Da Anna immer Ärger mit ihrer Herrschaft bekam, wenn sie nicht zwei Stunden vor Mitternacht zu Hause war, musste Dölau wohl oder übel an den Heimweg denken. Diesmal hatte Anna nichts gegen eine Droschke einzuwenden. Dölau bezahlte den Kutscher, als er Anna in der Georgenstraße absetzte. Zum einen war ihm nun doch das Geld ausgegangen, und zum anderen wollte er nicht beobachtet werden, wenn er Anna noch einmal umarmte und ihr dabei den Rock nach oben schob.

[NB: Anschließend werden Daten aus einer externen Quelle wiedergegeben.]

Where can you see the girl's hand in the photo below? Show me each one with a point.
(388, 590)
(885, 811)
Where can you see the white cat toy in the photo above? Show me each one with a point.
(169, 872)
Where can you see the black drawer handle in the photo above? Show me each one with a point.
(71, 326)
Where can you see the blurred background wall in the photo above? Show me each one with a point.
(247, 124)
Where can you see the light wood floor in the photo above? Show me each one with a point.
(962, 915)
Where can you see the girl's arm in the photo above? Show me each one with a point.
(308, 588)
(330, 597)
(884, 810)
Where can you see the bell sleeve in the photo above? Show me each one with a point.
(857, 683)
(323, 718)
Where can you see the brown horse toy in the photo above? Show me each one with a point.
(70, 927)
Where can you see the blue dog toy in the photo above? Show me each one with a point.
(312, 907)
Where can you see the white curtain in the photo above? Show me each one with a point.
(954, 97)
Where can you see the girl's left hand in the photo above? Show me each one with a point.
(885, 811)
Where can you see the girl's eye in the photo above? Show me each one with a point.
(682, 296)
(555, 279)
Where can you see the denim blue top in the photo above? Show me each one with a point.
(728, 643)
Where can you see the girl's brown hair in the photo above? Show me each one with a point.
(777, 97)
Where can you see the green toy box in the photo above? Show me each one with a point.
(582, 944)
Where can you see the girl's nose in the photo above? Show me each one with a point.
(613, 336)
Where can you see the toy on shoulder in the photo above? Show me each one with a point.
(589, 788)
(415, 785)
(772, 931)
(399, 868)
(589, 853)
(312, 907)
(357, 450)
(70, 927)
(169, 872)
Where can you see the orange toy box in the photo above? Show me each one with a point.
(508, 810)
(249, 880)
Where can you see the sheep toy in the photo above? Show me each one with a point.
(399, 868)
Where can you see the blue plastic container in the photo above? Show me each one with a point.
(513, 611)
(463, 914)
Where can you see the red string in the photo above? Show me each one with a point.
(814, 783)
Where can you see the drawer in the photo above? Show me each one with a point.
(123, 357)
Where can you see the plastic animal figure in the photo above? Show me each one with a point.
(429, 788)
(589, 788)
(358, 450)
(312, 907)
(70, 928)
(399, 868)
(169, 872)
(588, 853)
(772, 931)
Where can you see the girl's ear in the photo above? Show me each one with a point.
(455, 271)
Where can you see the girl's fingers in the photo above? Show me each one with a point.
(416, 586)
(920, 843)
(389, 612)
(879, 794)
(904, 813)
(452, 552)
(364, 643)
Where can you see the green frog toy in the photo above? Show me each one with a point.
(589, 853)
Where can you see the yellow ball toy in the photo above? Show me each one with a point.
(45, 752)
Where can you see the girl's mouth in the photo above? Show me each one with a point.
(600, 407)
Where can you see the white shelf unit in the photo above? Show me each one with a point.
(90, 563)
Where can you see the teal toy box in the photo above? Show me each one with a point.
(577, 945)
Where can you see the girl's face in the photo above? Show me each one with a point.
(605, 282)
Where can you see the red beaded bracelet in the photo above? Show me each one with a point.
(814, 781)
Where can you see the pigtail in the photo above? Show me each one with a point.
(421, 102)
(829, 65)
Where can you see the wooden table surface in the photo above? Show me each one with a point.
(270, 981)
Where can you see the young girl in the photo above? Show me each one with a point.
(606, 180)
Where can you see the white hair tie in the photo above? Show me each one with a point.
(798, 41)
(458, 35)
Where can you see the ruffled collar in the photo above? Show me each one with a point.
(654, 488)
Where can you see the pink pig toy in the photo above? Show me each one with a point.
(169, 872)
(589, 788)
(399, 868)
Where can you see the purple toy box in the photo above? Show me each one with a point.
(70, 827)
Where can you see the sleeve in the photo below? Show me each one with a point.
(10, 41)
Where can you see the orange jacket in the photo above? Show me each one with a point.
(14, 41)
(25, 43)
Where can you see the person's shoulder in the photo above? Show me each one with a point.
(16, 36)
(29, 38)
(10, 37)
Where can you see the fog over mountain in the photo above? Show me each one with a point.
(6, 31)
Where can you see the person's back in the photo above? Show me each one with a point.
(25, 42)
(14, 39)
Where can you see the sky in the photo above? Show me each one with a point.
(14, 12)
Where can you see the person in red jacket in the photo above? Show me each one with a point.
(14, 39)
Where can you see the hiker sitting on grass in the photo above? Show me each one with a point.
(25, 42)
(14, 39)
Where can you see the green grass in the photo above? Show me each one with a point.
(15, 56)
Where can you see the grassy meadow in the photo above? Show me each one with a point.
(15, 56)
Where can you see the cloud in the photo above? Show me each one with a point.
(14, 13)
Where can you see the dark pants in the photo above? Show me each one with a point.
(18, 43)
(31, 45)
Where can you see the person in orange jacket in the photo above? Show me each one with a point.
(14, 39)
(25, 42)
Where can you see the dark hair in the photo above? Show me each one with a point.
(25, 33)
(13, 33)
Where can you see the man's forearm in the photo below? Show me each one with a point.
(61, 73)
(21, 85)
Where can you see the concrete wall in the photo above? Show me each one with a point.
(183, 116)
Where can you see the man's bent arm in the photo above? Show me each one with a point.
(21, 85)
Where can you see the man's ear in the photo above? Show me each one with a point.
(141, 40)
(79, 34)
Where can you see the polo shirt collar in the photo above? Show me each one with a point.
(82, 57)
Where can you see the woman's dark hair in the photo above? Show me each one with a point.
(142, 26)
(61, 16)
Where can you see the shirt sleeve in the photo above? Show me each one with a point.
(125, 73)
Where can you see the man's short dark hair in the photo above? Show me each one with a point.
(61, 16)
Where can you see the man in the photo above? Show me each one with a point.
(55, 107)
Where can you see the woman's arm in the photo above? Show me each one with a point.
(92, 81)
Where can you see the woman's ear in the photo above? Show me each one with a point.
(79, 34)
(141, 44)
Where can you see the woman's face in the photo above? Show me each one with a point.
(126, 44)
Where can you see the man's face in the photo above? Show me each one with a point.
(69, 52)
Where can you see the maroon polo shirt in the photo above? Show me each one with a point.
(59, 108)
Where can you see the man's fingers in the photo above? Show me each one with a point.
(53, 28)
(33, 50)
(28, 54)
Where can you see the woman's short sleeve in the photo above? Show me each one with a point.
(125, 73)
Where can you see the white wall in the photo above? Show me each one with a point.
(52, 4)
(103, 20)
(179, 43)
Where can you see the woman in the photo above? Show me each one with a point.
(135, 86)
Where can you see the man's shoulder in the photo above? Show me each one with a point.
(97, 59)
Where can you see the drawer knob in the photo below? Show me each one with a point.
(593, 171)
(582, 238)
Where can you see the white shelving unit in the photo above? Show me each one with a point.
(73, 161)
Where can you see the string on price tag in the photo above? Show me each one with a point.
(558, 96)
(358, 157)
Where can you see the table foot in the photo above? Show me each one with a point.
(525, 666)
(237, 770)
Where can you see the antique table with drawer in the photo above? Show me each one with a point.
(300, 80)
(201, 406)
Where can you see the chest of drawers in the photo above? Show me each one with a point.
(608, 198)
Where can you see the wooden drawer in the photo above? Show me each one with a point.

Als oben das Fenster aufging, riss sich Dölau von seiner Herzensdame los und lief in Richtung Osten - nicht etwa mit schnellen Schritten, dazu war das Pflaster zu holprig und das Licht der Gaslaternen zu funzlig, sondern eher vorsichtig und tastend. An der Ecke Friedrichstraße angekommen, zögerte er einen Augenblick. Einerseits war er todmüde, andererseits aber nach der letzten Umarmung noch zu erregt, um gleich ins Bett zu gehen. Sich zur Abfuhr eine der Dirnen zu nehmen, die an der Königsmauer standen und warteten, lag nahe. Doch er konnte sich nicht entscheiden und wandte sich erst einmal nach Norden, um sich auf der Weidendammer Brücke ein wenig abzukühlen. Je näher Mitternacht rückte, desto mehr erstarb alles Leben. Zu dieser Uhrzeit gab es allenfalls noch liederliche Berliner, aber kein Berlin bei Nacht. Auf den Straßen war es geradezu öde, nur hier und dort gab es einen Schatten, der an den Häuserwänden entlangschlich oder -taumelte, oder ein lustiges Häuflein, das von einer Gesellschaft heimkehrte. Die Nachtwächter brachen alle Stunde auf, um ihre Runde zu machen, in der Zwischenzeit aber störten oder schützten sie niemanden.

 

Auf der Weidendammer Brücke angekommen, musste sich Dölau die Nase zuhalten, denn von den träge fließenden Wassern der Spree quollen üble Düfte nach oben, was daran lag, dass alle Fäkalien der Stadt in den Fluss gekippt wurden. Gerade rumpelte hinter ihm ein großer Wagen heran, flankiert von etwa zehn Frauen mit ihren Laternen. Das waren die sogenannten Nacht-Emmas, deren Aufgabe es war, die gefüllten Fäkalieneimer aus den Häusern zu holen und zur Spree zu schaffen. Dölau war bei ihrem Anblick jede Lust auf ein Frauenzimmer vergangen, und so machte er sich schnell auf den Heimweg. Seine Stube hatte er über einer Remise im Hof des Schneidermeisters Hoppe in der Mittelstraße. Weit war es nicht, ging er die Friedrichstraße entlang in Richtung Belle-Alliance-Platz. Nach der Georgenund der Dorotheenkam schon die Mittelstraße. Er bog rechts ab. Noch hundert Schritte, dann hatte er seinen Hausflur erreicht. Er zog schon den Schlüssel hervor, da hielt eine Droschke direkt an seiner Seite, und der Kutscher beugte sich zu ihm hinunter.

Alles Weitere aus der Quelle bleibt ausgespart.